Digital Developer Conference: Hybrid Cloud. On Sep 22 & 24, start your journey to OpenShift certification. Free registration

SimpleQuestions Relation Detection


The SimpleQuestions Relation Detection dataset is a set of relation extraction annotations derived from the SimpleQuestions dataset. Each entry in this dataset follows the order of questions listed in the SimpleQuestions dataset and corresponds to the following format: gold_relations \t negative_relation_pool \t question. The relation ids are mapped in a separate file titled relation.2M.list where the index of the ids starts at 1. The dataset is split into train, validation, and test sets to match the split used by the SimpleQuestions data.

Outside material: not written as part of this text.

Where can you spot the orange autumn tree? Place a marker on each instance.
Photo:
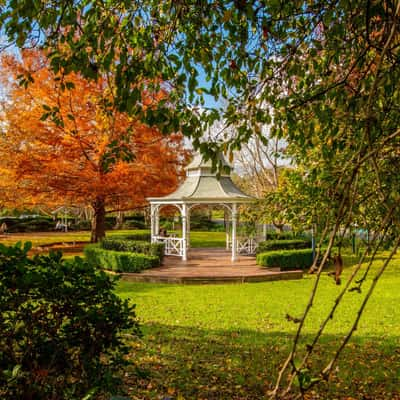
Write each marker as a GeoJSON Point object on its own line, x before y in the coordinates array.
{"type": "Point", "coordinates": [71, 147]}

The relationship extraction task deals with generating semantic relationships between entities in a text. Relationships generally connect two entities via a certain affiliation. Examples of entities for instance can be types of people, organizations, or locations while relationships among these entities can be for instance types of spatial, social, or hierarchical relations. The entities “Steve Jobs” and “Apple” for instance may have the relation of “Founder”. Relation extraction is important in the field of machine reading and provides a necessary input into more complicated tasks for computers such as answering questions, acting as conversational agents, or summarizing text.

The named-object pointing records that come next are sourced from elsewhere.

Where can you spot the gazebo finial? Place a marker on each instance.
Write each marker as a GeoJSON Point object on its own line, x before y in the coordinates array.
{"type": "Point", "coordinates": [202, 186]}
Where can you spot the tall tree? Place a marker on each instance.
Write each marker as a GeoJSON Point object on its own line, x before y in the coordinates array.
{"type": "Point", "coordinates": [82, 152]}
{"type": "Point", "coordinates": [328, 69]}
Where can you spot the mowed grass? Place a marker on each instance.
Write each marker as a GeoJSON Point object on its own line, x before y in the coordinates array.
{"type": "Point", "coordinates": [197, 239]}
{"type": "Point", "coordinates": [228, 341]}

The original SimpleQuestions dataset was developed by Facebook and consists of 108,442 simple questions written by human English-speaking annotators. Each question is matched with an answer in the form of a fact consisting of a subject, relationship, and object. For more information or for access to the original SimpleQuestions dataset you can visit the dataset’s repository linked below in the Related Links section.

Dataset Metadata

Format License Domain Number of Records Size Originally Published
CDLA-Permissive Natural Language Processing 108,442 questions 7.7MB 2017-05-26

Example Records

40        61 40 117        which genre of album is #head_entity# ?
61        56 702 132 61 117 40 11        what format is #head_entity#
272        7 1 18 272 308        what film is by the writer #head_entity# ?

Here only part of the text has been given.